Didn’t have to be a big dramatic wall, but you were shut down to a relationship or to a connection or to those around you. Go back there and ask yourself these questions: What part of me didn’t feel safe? What part didn’t feel protected? And what did it need? What did it want? These are the questions that when we ask our walls literally begin to deconstruct and we see the humanity that was behind them.
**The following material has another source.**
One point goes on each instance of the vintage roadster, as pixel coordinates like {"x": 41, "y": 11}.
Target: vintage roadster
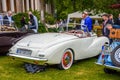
{"x": 57, "y": 48}
{"x": 10, "y": 35}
The Decalcification of Our Barriers to Love

The Decalcification of Our Barriers to Love
Photographer: Jagoda Kondratiuk | Source: Unsplash

In my work with clients and in my intensive, this is so much of what we do is seeing the walls, which are unconscious, helping make them conscious, go through that period of holding them with cupped hands, and then learning the language of them that’s underneath. And each one of you can do this. In your places of walls, you could say, “What’s the sanity behind this wall? What’s the valid reason why I had to put this wall up, and how can I protect the part of me that this wall is protecting?” Ongoing journey, step by step, but it’s a beautiful process.

And when we don’t do that, that’s when the wall becomes calcified. That’s when it begins to feel like concrete. That’s when it begins to feel not like flesh but something impenetrable and hardened. That is what happens when we shame ourselves for the time we have a wall. I know people who in relationships, me included, very often will say, “Honey, I feel my wall. I feel my wall.” Then, my husband will say to me, “What do you think it’s about?”

And I’ll try to find the words about what is it about and what do I need. I don’t always get it exactly right. But the minute I do that, I’m in so much better shape because I am not creating self-loathing. I’m creating self-dignity, and I’m somehow finding my personal path around whatever wall it might be that I’m feeling at the moment. The brilliant psychiatrist and theorist Winnicott talked about this concept of “good enough mothering.”

Good Enough Loving

That’s when all of the kind of psychological awareness was coming into the picture of kind of the intense role that parents and especially moms in those days played in a child’s development. A lot of mothers got really scared thinking, “Well, what if I’m not doing this well enough?” And his concept was “good enough mothering,” which was such a soothing and healing concept, which is that if you’re doing it kind of good enough, then it’s going to be good enough. And when we do good enough dating, good enough loving, but that does include recognizing and doing these steps with our walls.

And then the next step, which is the fourth step, the step that we’re on now, the next part of that is to talk to the people we love, if they’re safe, about these walls because that changes things dramatically, dramatically. Because left in our own heads, we probably won’t necessarily, especially in the early phases, be able to work this out well enough.

So such a hugely important thing in your relationships to be able to with the people you love, say, “Oh, this was my wall. That was my wall. Here’s where it’s from.” There’s a wonderful saying from 12 step programs which is “if it’s hysterical, then it’s historical.” In other words, if all of a sudden you get triggered to shut down, it’s going to be from something in your past.

Helping Love Flourish

These steps will save you from shame, stuckness, and kind of a calcification of self, and they will lead you to a more fluid ability to live, and breathe, and connect with the people you love, and they will give you problem-solving skills that are just so essential. And we’re not taught how to do these things. We’re not taught how to honor, acknowledge, and work with our walls and then build a personal language with the people we love that helps us navigate our walls and their walls.

And when we do that, all of our relationships transform. This is one of the absolute greatest keys for helping love flourish and getting it to the point where it can flourish. So thank you so much for listening, and I look forward to seeing you in the next episode of The Deeper Dating Podcast.